Getting out of the port itself was an experience.  We arrived in the immigration and customs building where two locals in no hurry at all were processing endless queues of sailors represented by their shipping agents or not.  Our shipping agent turned out to be a native of Mumbai who works for Rais Hassan Sa’adi in whose offices I had in September interviewed an old British colonial stalwart who had been a shipping agent in these parts for more than 50 years.

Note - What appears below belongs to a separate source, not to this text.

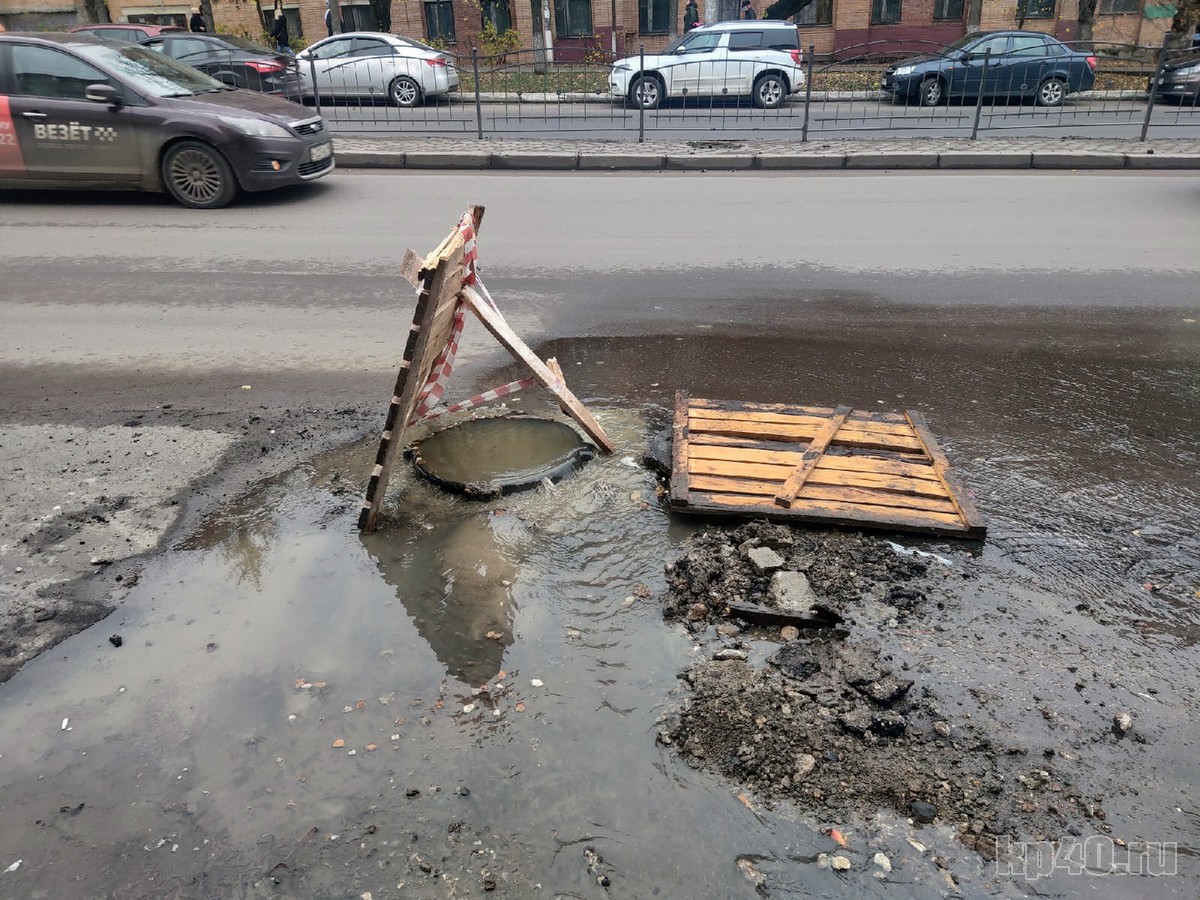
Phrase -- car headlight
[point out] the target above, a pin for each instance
(256, 127)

And the other shipping agents all bore familiar names too: Kanoo for example or Khafji.  But of course others too, having to do with Maersk and Han Jin and Evergreen.  The Corte Real’s 4th engineer who needed to see a doctor and who had gotten off the ship an hour or so before me was still waiting in the queue.  I was the only woman in there, and naturally was called up to be helped ahead of everyone else waiting.  No one batted an eyelash, whether because of manly gallantry or me being a nuisance that needed getting rid of.  No one also knew what to do with me, including the shipping agent.  They had to struggle with the idea that I had a passport but not a seaman’s pass.  Or that I wanted to leave the premises of the port and not come back in. In the end I got the stamp and left (after a bit of banter with the immigration guy who turned out to be of Iranian descent from several generations back).  The exit from the port itself reminded me of Allan Sekula’s Forgotten Spaces, with the endless queues of trucks waiting to leave the port of Los Angeles or Long Beach (can’t remember which) and there being something about how no one really cared about the time these workers lost.  Much the same here: endless numbers of seamen in the immigration room being served at snail speed (where the airport immigration –and especially for European passengers- is a model of efficiency).  So, time is measured and priced differently according to the passport you carry and the social class you wear on your body.